However, research shows that there is a hidden danger of privacy disclosure in the process of uploading the gradient to the server by the federal learning client: the attacker can reverse the data in the client local data set through the plaintext gradient. To address this problem, many scholars have proposed to apply a homomorphic encryption algorithm to encrypt gradient plaintext to protect the privacy of the federated learning client local data set. The federated learning privacy protection based on the homomorphic encryption algorithm is basically consistent with the traditional federated learning training steps, and only needs to send a polymerization gradient ciphertext to a client for decryption after the server completes polymerization, and the client uploads the decrypted plaintext gradient to the server for parameter updating.

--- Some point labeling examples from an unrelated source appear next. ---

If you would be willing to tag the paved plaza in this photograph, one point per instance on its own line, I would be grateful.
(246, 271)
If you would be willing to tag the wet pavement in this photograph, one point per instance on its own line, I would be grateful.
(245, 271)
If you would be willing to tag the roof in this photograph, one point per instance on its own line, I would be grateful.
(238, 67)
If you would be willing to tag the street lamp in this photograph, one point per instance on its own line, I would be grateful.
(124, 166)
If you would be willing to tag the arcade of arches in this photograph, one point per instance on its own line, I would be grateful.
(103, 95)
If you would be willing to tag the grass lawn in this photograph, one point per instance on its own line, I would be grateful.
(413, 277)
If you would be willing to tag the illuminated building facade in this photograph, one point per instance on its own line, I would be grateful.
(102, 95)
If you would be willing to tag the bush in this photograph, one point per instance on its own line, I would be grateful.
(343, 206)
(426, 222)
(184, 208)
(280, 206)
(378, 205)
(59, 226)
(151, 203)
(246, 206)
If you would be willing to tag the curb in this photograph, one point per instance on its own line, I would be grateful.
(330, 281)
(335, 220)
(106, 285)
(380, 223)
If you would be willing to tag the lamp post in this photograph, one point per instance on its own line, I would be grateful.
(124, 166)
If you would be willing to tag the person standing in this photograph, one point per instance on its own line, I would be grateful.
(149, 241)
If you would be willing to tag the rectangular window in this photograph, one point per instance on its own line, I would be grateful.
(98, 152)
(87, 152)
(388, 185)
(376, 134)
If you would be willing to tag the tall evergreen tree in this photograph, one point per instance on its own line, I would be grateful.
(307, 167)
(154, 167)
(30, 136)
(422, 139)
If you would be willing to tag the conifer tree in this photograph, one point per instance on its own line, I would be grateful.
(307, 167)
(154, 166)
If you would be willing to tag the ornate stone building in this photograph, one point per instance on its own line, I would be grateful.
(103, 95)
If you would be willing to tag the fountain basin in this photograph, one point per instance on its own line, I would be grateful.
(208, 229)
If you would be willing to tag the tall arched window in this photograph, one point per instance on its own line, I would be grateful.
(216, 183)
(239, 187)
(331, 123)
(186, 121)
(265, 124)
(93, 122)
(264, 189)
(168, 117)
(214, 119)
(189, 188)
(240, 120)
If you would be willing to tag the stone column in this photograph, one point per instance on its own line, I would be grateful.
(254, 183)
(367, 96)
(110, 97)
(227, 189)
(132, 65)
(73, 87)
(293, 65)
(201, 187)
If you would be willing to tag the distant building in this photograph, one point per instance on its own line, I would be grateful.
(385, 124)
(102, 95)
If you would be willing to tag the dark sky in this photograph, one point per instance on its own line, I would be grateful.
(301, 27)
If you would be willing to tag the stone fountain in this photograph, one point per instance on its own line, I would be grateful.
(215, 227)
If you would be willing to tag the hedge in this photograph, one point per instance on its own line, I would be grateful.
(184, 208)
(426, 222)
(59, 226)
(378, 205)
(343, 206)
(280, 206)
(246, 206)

The federated learning privacy protection method based on homomorphic encryption has the problems that in practical application, a client is usually deployed in a complex network environment with poor communication conditions and seriously uneven communication resources, so that the communication bandwidth of the client is low and the communication bandwidth difference between the clients is extremely large. In addition, compared with the plaintext gradient, the encryption gradient has the advantage that the requirement of communication bandwidth during uploading is at least doubled, and the decrypted aggregation gradient plaintext still needs to be uploaded to the server again, so that the communication load of the client is further increased, and the communication efficiency of federal learning is seriously reduced.

The university of inner Mongolia discloses a federal learning privacy protection method based on homomorphic encryption in the patent document 'federal learning privacy protection method based on homomorphic encryption' (patent application number: 202110608465.5, application publication number: CN 113434873A). According to the method, after the client calculates the gradient locally in each round of federal study, the noise is added by using the random gradient decrease of differential privacy, the disturbed gradient is encrypted according to a homomorphic encryption mechanism, and the disturbed gradient is sent to a server. And the server generates new ciphertext parameters according to all the received ciphertext gradients and sends the new ciphertext parameters to the client, and finally the client decrypts and updates the model according to the obtained ciphertext parameters. The method has the disadvantages that the client is required to transmit all encryption gradients to the server, so that an overweight communication load is brought to the client, and the communication efficiency is low. For example, using ResNet-9 as a training network in practice, the total traffic load for a single client upload of encryption gradients at a time is above 50 MB. In addition, by applying the method, part of the clients which can not finish encryption gradient transmission in the window time can not participate in federal learning privacy protection, and the applicable range of federal learning is compressed.

Disclosure of Invention

The invention aims to overcome the defects in the prior art, and provides a self-adaptive sampling federal learning privacy protection method based on threshold homomorphism, which is used for solving the technical problem that the communication load of a client is too heavy in the prior art.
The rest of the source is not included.